If we were exporting to China goods of equal value, I wouldn’t be sad and frightened, knowing that Americans had jobs creating those exported items. We exported our manufacturing jobs. But when China erects barriers to our items of trade, then it’s not really trade. It’s goods for promise to pay, but what do we pay with?
Our leaders are blind to the coming payday when China wants to collect its debt. We can either have rampant inflation and pay back with 10-cent dollars, where everyone’s savings are ruined, or start to try to buy elsewhere with other nations that will trade with us, goods for goods, until China does the same. Would Wal-Mart and Home Depot lead the way? Our elected officials are reluctant to face reality.
San Luis Obispo
A bad sewer solution
It doesn’t matter how long they talk about the Los Osos sewer. The real facts are that the only system that they keep talking about is the wrong system for Los Osos. It is unaffordable for most of the people and will not save our precious groundwater. It will take too much energy to run, and the problem of sludge removal is horrendous.
This system is not the right one for Los Osos, especially when people are hanging onto their homes by only a thread. We are not against a sewer that is sustainable and affordable like other communities have in many parts of California.
Please, ask yourself, could I afford a $200 per month sewer bill? Please don’t do this to us. There are much less expensive systems available that are more sustainable, and the supervisors know it. Public Works knows it also. Is there corruption in our local government?
As I was contemplating an appropriate resolution for the new year, a review of your newspaper provided me the perfect subject. Despite the technology of spell check and a variety of other tools, I still evidence proficiency at misspelled words, scrambled syntax and other grammatical failures.
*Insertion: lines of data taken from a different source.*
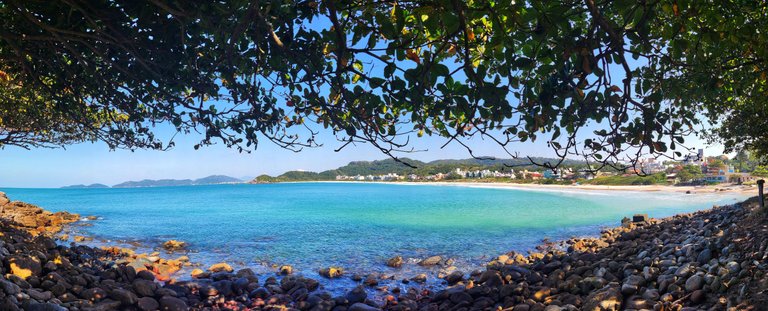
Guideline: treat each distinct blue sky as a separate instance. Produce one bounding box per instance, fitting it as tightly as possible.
[0,123,722,188]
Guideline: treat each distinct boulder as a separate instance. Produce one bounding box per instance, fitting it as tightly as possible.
[208,262,235,272]
[387,256,403,268]
[318,267,344,279]
[277,265,293,275]
[582,286,623,311]
[163,240,187,252]
[8,255,43,279]
[138,297,160,311]
[419,256,443,266]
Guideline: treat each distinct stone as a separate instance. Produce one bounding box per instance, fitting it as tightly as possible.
[582,286,622,311]
[24,302,67,311]
[344,286,368,303]
[444,271,464,285]
[318,267,344,279]
[138,297,160,311]
[80,287,107,302]
[690,289,707,304]
[387,256,403,268]
[277,265,293,275]
[208,262,235,272]
[109,288,139,306]
[133,279,157,297]
[411,273,427,283]
[163,240,187,252]
[685,274,704,292]
[696,248,712,265]
[419,256,443,266]
[160,296,189,311]
[8,255,43,279]
[347,302,380,311]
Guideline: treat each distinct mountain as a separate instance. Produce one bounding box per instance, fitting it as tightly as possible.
[61,184,109,189]
[112,175,243,188]
[251,157,585,183]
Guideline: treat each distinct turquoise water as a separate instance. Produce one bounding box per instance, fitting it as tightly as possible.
[0,183,745,290]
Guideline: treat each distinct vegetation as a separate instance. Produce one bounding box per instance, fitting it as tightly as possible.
[677,165,704,182]
[0,0,768,167]
[584,173,667,186]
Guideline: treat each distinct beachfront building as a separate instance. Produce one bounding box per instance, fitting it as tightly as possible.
[683,149,705,166]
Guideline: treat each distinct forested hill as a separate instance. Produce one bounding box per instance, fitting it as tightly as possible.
[112,175,242,188]
[253,157,585,182]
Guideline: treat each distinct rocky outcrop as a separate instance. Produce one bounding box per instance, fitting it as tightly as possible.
[0,192,80,236]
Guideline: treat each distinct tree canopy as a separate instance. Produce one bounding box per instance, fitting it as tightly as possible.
[0,0,768,171]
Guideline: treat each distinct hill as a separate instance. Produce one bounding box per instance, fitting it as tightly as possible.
[112,175,243,188]
[252,157,585,183]
[61,184,109,189]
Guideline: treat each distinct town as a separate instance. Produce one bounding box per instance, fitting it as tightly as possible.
[336,149,768,185]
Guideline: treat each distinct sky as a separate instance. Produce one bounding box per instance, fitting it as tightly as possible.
[0,11,723,189]
[0,122,722,188]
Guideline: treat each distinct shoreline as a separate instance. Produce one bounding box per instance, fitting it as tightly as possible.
[284,180,757,194]
[0,190,760,311]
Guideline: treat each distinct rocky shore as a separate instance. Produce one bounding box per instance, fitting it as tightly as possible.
[0,193,768,311]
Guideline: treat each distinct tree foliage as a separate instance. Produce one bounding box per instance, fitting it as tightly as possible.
[0,0,768,167]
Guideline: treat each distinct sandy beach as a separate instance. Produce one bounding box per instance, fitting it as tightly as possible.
[317,181,757,195]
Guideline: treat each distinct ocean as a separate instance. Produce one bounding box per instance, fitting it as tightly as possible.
[0,182,746,288]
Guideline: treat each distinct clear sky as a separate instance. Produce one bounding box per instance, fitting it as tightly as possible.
[0,122,722,188]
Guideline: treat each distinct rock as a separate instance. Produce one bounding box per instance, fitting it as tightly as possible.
[419,256,443,266]
[690,289,707,304]
[133,279,157,297]
[411,273,427,283]
[109,288,139,306]
[582,286,622,311]
[208,262,235,272]
[685,274,704,292]
[318,267,344,279]
[387,256,403,268]
[80,287,107,302]
[363,275,379,287]
[444,271,464,285]
[160,296,189,311]
[190,269,210,279]
[163,240,187,252]
[24,302,67,311]
[138,297,160,311]
[8,255,43,279]
[696,248,712,265]
[347,302,380,311]
[277,265,293,275]
[345,286,368,303]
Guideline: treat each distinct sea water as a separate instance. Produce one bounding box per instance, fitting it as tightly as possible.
[0,182,746,287]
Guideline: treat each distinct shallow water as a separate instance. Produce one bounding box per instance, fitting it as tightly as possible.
[0,183,746,288]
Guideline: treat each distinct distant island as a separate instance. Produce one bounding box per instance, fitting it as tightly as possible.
[62,175,243,189]
[61,184,109,189]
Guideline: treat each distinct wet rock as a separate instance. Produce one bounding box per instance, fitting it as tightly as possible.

Your masthead reference to “Thursday,” Jan. 1, 2010 offered me both comfort (I am not alone in the art of printed faux pas) and a determination to improve my skill set. Perhaps your front page editor would like to join with me in the effort.
Not teachers’ fault
There is again political outcry to make teachers responsible. But how can teachers be held accountable when parents, taxpayers and administrators aren’t?
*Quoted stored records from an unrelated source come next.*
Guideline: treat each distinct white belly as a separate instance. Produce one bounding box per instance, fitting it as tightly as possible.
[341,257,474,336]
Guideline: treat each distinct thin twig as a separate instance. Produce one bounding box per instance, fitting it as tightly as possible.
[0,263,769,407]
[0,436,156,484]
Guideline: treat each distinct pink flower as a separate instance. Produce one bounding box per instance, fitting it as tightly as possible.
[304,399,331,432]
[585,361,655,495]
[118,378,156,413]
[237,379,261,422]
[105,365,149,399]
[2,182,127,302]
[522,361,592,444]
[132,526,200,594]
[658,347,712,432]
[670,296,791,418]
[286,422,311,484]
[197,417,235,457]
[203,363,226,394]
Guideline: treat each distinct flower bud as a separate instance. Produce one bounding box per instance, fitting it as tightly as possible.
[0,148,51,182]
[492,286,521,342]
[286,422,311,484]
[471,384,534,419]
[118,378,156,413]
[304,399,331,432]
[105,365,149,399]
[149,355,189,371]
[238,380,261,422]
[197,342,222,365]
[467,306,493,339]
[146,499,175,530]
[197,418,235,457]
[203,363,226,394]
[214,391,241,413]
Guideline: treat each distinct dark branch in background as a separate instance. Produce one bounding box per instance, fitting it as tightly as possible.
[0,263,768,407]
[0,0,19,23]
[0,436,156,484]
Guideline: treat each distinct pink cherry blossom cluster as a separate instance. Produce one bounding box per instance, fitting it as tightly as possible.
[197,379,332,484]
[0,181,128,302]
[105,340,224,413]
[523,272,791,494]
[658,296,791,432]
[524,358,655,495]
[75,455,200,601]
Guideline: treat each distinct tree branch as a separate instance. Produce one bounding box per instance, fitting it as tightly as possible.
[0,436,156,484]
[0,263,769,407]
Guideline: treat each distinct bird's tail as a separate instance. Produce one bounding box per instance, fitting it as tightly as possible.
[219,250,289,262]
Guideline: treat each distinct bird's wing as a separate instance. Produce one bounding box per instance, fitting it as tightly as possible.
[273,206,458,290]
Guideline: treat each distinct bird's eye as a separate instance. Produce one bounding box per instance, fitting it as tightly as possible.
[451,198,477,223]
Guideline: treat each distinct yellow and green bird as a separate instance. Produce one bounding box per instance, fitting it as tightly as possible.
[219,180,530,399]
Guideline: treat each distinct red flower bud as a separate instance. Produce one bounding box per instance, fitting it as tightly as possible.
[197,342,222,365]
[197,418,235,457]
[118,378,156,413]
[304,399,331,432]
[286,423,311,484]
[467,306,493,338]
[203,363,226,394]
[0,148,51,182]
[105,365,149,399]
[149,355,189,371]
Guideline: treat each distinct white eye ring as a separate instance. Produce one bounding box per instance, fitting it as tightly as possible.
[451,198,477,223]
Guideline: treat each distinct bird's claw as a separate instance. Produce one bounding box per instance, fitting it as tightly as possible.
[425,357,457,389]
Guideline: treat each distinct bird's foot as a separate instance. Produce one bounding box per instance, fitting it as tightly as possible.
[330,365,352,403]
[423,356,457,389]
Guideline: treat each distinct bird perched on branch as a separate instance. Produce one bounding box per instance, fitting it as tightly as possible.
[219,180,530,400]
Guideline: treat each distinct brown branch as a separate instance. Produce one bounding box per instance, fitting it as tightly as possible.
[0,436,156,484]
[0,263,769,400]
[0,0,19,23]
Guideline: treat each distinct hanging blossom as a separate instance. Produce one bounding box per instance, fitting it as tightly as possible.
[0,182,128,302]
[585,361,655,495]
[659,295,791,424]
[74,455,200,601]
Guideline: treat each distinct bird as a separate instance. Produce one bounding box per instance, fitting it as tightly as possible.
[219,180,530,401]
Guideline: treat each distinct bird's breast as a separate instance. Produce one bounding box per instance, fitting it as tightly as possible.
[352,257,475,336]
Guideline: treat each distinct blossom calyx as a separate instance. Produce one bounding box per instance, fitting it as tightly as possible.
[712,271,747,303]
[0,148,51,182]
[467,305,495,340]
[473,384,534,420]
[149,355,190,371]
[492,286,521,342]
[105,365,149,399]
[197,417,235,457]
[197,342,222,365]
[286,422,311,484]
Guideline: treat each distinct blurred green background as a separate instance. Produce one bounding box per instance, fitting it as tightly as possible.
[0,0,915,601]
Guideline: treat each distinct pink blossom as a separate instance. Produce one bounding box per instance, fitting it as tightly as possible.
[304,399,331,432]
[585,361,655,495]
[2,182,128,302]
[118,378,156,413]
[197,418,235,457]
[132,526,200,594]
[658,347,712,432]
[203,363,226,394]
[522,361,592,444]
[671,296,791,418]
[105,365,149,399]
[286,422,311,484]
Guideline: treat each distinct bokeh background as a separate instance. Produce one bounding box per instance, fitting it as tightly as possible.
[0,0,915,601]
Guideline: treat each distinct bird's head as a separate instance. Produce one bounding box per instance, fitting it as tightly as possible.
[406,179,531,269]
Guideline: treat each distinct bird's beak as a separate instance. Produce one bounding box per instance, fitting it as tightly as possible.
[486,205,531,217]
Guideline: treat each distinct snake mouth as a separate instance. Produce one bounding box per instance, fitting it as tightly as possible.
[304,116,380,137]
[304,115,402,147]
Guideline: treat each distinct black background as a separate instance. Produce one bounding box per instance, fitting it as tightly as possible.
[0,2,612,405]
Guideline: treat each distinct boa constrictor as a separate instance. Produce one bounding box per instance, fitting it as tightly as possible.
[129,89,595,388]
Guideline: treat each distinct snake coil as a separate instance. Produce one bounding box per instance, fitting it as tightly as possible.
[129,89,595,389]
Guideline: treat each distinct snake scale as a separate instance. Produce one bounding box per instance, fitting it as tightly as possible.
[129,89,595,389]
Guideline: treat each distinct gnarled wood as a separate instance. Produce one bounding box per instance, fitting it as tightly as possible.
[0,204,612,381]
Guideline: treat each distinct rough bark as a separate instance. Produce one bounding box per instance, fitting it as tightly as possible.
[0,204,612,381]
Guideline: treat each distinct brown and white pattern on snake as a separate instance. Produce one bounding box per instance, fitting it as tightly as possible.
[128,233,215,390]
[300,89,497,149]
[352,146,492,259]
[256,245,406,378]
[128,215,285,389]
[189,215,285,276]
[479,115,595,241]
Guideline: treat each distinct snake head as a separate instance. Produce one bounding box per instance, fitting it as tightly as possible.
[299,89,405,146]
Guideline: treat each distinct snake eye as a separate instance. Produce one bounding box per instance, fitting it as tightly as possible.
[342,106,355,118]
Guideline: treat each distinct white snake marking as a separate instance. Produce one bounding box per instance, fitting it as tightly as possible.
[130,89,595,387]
We lived in a neighborhood in Sacramento County when I volunteered to help in a third-grade classroom. There were 32 children in the class, a third of which were hyperactive. The first day I watched as the teacher tried to get the kids to work in small groups. Several boys were constantly up, moving around and talking to others. It was an impossible situation.
The teacher had me take five of the better-behaved kids outside to work at a picnic table, but we could hear the mayhem going on inside.
The principal told me at least a third of the kids were from dysfunctional families. Many kids had to fix meals and do housework besides going to school, while their divorced mothers were drunk, on dope or clinically depressed.
Not until taxpayers are willing to support small-sized classes, parents are involved in their children’s education and administrators support teachers instead of coming up with more inane reports can we begin to expect teachers to be responsible for how kids do in their classes.
I have been reading The Tribune’s latest series of articles on investing. For more than 30 years, I have done my own investing and have surmised the following five suggestions based on my experience:
1. Investigate before you invest.
2. Do not place all your savings in one place. Diversify.
3. If you cannot afford to lose your investment, then place it in risk-free locations like CDs, savings bonds, etc. You may not gain much in the way of interest, but you will never lose your principle and you will sleep at night.
4. Remember: High reward equals high risk.
5. Never allow anyone to have the right (power of attorney) to make investment decisions on your behalf without your knowledge and permission.